This follows the narrative we have hypothesized that low-income counties are less capable of keeping their kindergarten aged children at home.
However, let's see what this general trend actually looks like if we categorize less arbitrarily. We can bucket counties by quartile of household income and see if there exists a trend there.
df_temp = df_k_enrollments_by_fips.merge(
df_household_size[[
"NAME", "State_x", "fips",
"B25010_001E", "B25010_002E", "B25010_003E",
"B01001_001E", "B01001_calc_PopDensity",
"2018 Avg Income", "2019 Avg Income", "2020 Avg Income",
"2020 Rank in State",
]],
how="left",
on="fips",
)
df_temp = df_temp.loc[df_temp["year"] == 2021]
df_temp = df_temp.replace([np.inf, -np.inf], np.nan)
df_temp = df_temp.dropna(subset=["total_yoy", "2020 Avg Income"])

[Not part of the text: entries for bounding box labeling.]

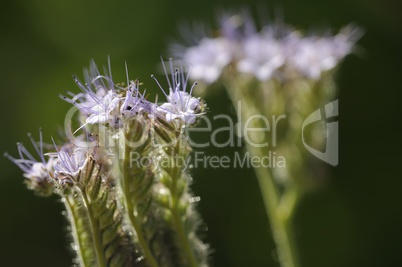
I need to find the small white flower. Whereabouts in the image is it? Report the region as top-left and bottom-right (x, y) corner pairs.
(120, 82), (152, 118)
(85, 90), (121, 124)
(237, 35), (285, 81)
(288, 37), (339, 79)
(54, 148), (87, 180)
(4, 131), (54, 196)
(158, 90), (200, 124)
(152, 62), (203, 124)
(182, 38), (234, 84)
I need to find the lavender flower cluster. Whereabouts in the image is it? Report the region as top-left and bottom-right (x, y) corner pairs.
(5, 61), (205, 195)
(171, 14), (361, 84)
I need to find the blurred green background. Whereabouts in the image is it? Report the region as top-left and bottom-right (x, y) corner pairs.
(0, 0), (402, 267)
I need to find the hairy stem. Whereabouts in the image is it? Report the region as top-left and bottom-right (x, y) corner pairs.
(123, 149), (158, 267)
(81, 190), (107, 267)
(63, 196), (90, 267)
(227, 82), (299, 267)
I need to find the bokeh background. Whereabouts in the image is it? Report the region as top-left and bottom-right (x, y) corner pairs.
(0, 0), (402, 267)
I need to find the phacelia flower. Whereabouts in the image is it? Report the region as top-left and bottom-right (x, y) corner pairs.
(152, 62), (206, 124)
(5, 131), (54, 196)
(237, 34), (285, 81)
(54, 146), (87, 186)
(62, 61), (122, 128)
(175, 37), (234, 84)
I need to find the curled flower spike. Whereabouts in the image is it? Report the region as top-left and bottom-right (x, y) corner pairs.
(182, 38), (234, 84)
(152, 61), (203, 124)
(172, 12), (361, 84)
(4, 130), (54, 196)
(61, 61), (122, 131)
(120, 80), (152, 118)
(237, 34), (285, 81)
(54, 144), (87, 186)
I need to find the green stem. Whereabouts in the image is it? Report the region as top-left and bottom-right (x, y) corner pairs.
(122, 149), (158, 267)
(64, 196), (89, 267)
(81, 189), (106, 267)
(172, 209), (198, 267)
(171, 135), (198, 267)
(249, 148), (299, 267)
(226, 83), (299, 267)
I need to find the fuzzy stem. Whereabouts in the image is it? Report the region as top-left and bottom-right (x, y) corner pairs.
(172, 209), (198, 267)
(226, 86), (299, 267)
(63, 196), (89, 267)
(81, 189), (107, 267)
(248, 146), (299, 267)
(122, 149), (158, 267)
(172, 130), (198, 267)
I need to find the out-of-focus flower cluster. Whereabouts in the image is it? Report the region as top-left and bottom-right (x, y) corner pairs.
(171, 14), (361, 84)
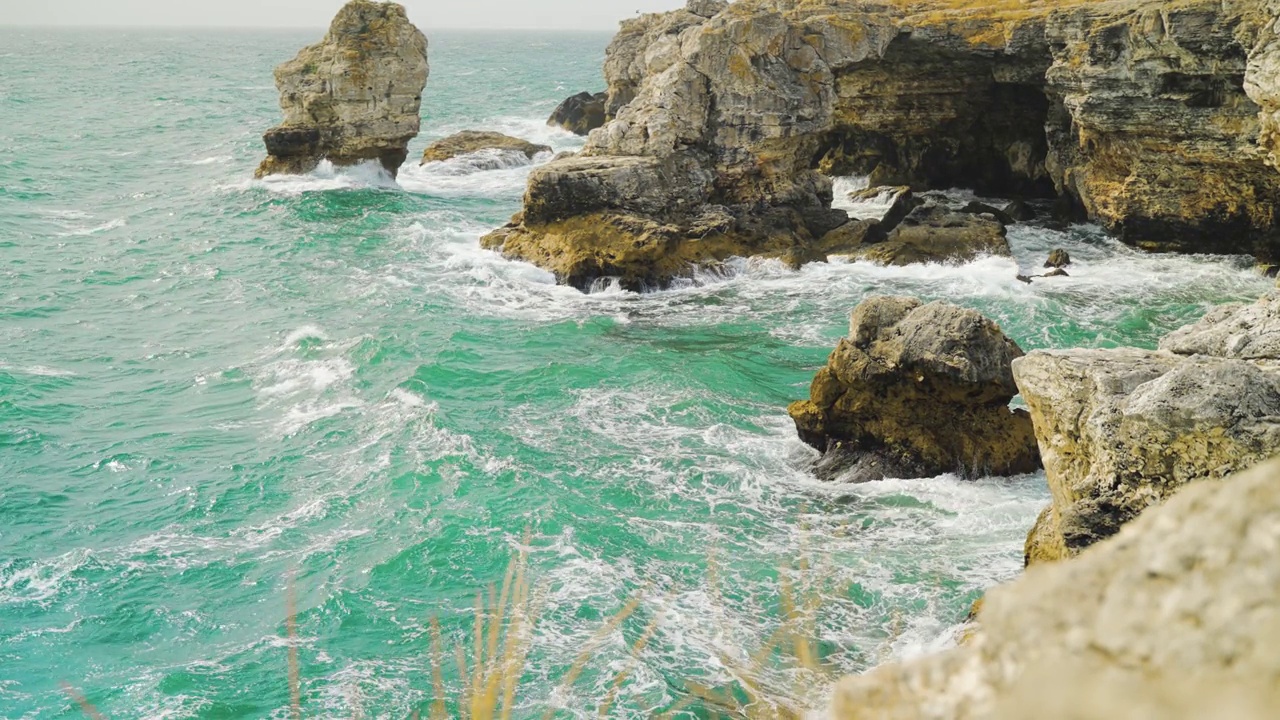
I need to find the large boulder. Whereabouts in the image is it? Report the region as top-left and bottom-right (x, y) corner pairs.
(854, 204), (1012, 265)
(1014, 293), (1280, 561)
(256, 0), (429, 177)
(788, 297), (1039, 482)
(483, 0), (1280, 289)
(831, 460), (1280, 720)
(422, 129), (552, 165)
(547, 92), (609, 135)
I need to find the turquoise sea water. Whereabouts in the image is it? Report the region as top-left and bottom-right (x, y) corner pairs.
(0, 28), (1271, 719)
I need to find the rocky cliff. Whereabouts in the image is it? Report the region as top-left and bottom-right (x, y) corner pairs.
(257, 0), (429, 177)
(485, 0), (1280, 286)
(788, 297), (1039, 482)
(1014, 291), (1280, 564)
(831, 460), (1280, 720)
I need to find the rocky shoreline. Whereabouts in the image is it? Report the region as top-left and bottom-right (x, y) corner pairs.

df_temp = df_temp.loc[df_temp["total_yoy"] <= 1]
df_temp["Quartile"] = pd.qcut(df_temp["2020 Avg Income"], 4, labels=list(range(1, 5)))
df_temp = df_temp.groupby("Quartile").apply(lambda x: len(x.loc[x["total_yoy"] < 0]) / len(x))
df_temp = df_temp.reset_index()
df_temp.columns = ["Quartile", "Percentage Declined"]
fig = px.bar(
df_temp,
x="Quartile",
y="Percentage Declined",
)
fig.update_layout(
title="Percentage of Countes with Enrollment Decline by Quartile",
title_x=0.5,
xaxis_nticks=5,
yaxis_title="Percentage Declined",
yaxis_tickformat="0%",
)
fig.show()
Using a less arbitrary categorization for income bracketing (i.e., not just an arbitrary cut-off at 30k per year), it seems that the relationship does not hold very well. The lowest bracket does seem to have the lowest percentage decline of kindergarten enrollment, but it doesn't look like by a significant margin.
Conclusion¶
While it does seem like there is across-the-board a decline in kindergarten enrollment as a result of COVID measures, the narrative that the New York Times pushes for seems to only show a part of the picture. Yes, COVID kindergarten enrollment seems to have seen a steep drop almost throughout the entire nation, with the worst declines in states in the northeast, Pacific northwest, and California. However, it does not appear to me that the lowest-income counties were worst hit. There are fundamental reasons why this might be the case: (1) low-income households are worst equipped to deal with child care, and (2) remote learning is least accessible in low-income areas.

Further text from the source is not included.